Henriette and I ran the BBSO linear extrapolation method for removing scattered light with two settings of a parameter that is arbitrarily set. We got output for many files with these two settings and can therefore compare the two results for a single image and measure the difference.
On the image below we see the relative differences between two pairs of two such processed images.
On the left-hand side of the upper image the white cones correspond to percentage differences in the 10-30% range. They gray or black areas are much lower.
The second image is doing better with most differences in the single-% range.
The images processed here are single exposures in CoAdd mode – so there is lots of noise on the DS and the sky. Performance of the BBSO method will probably improve with higher SNR.

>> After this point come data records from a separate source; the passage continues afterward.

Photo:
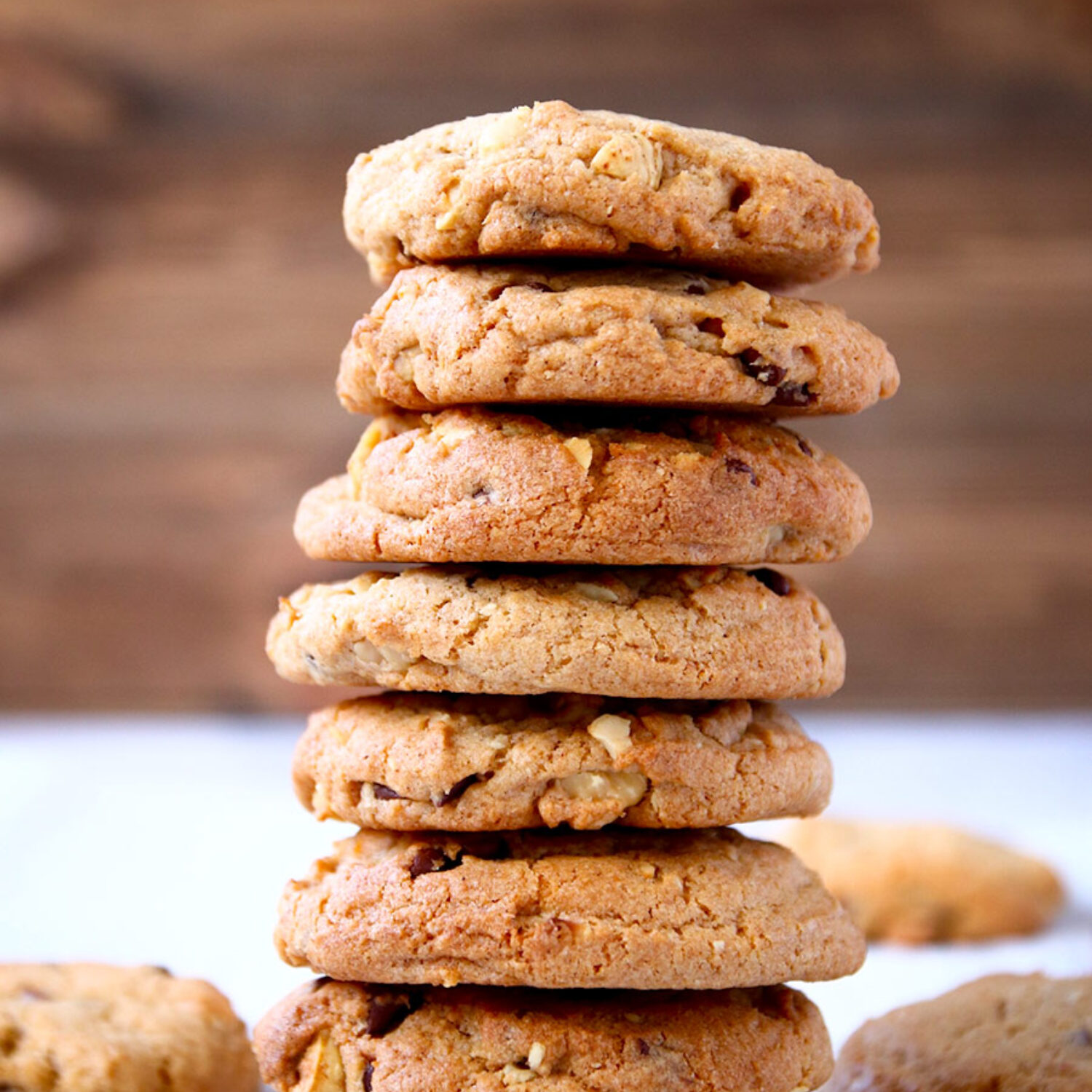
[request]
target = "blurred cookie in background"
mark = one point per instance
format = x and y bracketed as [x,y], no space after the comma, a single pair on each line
[917,882]
[1002,1033]
[89,1026]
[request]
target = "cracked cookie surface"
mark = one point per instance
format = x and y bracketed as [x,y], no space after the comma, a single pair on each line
[87,1026]
[447,762]
[919,884]
[1002,1033]
[641,633]
[448,336]
[475,485]
[613,909]
[341,1037]
[553,181]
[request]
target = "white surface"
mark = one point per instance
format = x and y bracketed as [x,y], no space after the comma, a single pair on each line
[167,841]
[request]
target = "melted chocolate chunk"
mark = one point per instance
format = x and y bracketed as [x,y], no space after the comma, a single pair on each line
[459,788]
[384,793]
[488,847]
[388,1010]
[793,395]
[758,367]
[432,858]
[738,467]
[778,583]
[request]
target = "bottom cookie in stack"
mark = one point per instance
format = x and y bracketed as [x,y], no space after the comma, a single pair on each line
[339,1037]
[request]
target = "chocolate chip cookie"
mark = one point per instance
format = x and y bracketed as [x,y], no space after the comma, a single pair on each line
[1004,1033]
[917,884]
[644,633]
[553,181]
[613,909]
[447,762]
[635,336]
[475,485]
[336,1037]
[90,1028]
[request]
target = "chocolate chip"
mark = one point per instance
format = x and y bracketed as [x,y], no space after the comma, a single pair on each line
[488,847]
[793,395]
[778,583]
[432,858]
[758,367]
[738,467]
[388,1010]
[458,788]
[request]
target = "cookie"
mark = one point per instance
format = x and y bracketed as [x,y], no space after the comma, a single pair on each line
[474,485]
[347,1037]
[651,633]
[446,336]
[613,909]
[917,884]
[1004,1033]
[554,181]
[90,1028]
[447,762]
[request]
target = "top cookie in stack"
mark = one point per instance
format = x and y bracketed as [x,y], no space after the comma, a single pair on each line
[574,365]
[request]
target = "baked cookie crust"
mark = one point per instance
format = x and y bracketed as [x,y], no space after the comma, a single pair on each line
[467,764]
[618,909]
[1002,1033]
[644,633]
[633,336]
[473,485]
[919,884]
[90,1026]
[552,181]
[342,1037]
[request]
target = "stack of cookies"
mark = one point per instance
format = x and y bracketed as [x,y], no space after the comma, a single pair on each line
[574,445]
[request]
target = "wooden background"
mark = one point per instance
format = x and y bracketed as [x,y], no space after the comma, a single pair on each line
[175,290]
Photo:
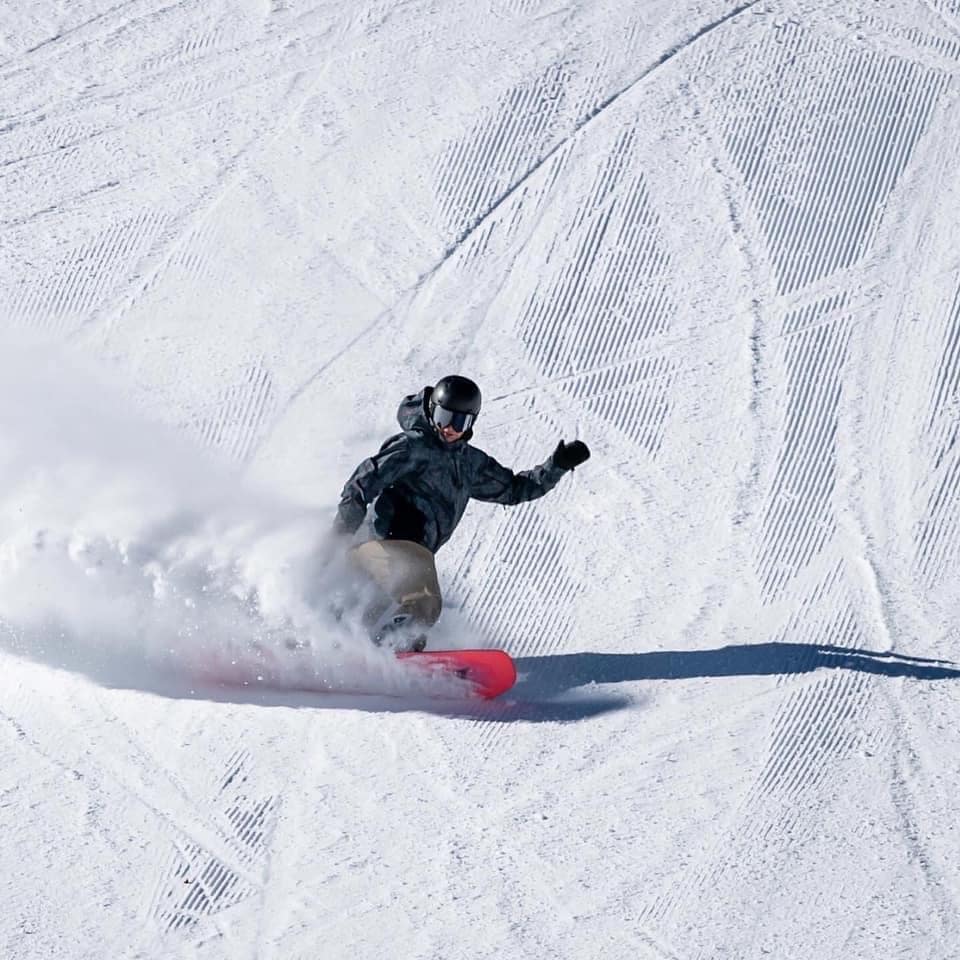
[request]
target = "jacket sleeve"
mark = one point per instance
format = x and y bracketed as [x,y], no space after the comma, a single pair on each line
[494,483]
[393,461]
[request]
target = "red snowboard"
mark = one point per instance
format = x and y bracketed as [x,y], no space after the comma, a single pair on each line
[487,672]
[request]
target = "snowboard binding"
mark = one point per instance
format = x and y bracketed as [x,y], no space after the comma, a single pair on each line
[399,631]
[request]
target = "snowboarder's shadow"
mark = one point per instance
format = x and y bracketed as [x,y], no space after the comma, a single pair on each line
[545,676]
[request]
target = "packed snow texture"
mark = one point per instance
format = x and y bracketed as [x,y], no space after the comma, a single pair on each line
[716,241]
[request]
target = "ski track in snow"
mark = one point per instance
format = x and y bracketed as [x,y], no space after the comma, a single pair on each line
[723,255]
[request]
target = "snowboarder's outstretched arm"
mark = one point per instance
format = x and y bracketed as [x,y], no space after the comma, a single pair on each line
[494,483]
[376,473]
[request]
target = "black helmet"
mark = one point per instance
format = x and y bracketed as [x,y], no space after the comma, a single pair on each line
[455,402]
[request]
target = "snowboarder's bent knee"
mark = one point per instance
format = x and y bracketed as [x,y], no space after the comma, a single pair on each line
[420,482]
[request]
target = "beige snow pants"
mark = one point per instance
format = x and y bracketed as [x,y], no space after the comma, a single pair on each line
[406,577]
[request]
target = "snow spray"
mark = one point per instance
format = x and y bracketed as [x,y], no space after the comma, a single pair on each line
[129,553]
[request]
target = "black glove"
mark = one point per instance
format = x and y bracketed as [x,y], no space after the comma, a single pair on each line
[570,455]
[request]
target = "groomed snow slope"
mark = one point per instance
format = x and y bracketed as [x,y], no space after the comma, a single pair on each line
[717,241]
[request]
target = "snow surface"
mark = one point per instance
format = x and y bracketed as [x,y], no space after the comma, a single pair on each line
[715,240]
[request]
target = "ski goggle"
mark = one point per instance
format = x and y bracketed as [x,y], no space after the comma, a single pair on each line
[452,418]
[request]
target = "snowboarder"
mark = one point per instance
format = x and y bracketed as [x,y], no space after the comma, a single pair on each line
[419,484]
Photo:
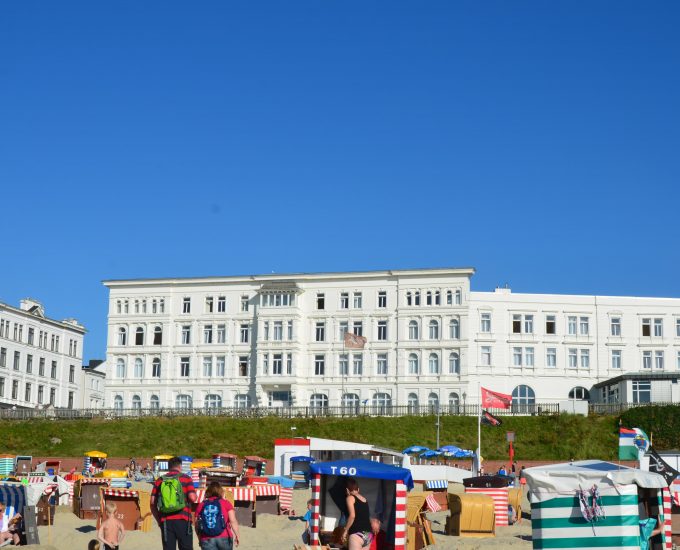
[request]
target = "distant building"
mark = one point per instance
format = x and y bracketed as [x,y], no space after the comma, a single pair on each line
[40,358]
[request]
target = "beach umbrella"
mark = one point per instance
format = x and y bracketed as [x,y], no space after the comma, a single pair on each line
[415,449]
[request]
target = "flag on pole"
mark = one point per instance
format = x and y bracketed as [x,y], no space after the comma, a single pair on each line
[490,420]
[354,341]
[659,466]
[633,443]
[495,400]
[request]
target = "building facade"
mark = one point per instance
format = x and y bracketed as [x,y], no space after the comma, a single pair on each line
[277,341]
[40,358]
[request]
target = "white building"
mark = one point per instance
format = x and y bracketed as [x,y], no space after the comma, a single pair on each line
[277,340]
[40,358]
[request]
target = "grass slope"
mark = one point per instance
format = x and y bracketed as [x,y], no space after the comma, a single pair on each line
[537,438]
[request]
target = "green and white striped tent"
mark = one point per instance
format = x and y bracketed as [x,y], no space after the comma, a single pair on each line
[556,518]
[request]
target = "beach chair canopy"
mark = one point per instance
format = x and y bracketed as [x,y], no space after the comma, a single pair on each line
[364,469]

We changed the processing parameter (cone width) from 8 degrees to 6 degrees. BBSO uses 5 degrees (in the JGR Qiu et al paper). We can now look at all images where we have these two processing results and make some summary statistics.
Below are two histograms of just that for 383 pairs of BBSO-method corrected images- the first shows the histogram of mean difference values (they are in %). The other is the histogram of the median difference value. Both measures of performance are centred over 0% – the mean difference is a broader distribution than the median – by about a factor of 10 (FWHM mean is 2% while FWHM median is 0.2%). The differences were calculated for all pixels (DS sky and DS itself, but excluding BS and BS sky) corrected by the BBSO method evaluated with the two settings as described above.
The result suggests that correcting the DS for scattered light using the BBSO method and extracting a subregion mean will give unbiased results with a few % scatter, while extracting the median of some corrected subregion will give the answer to a few tenths of a percent.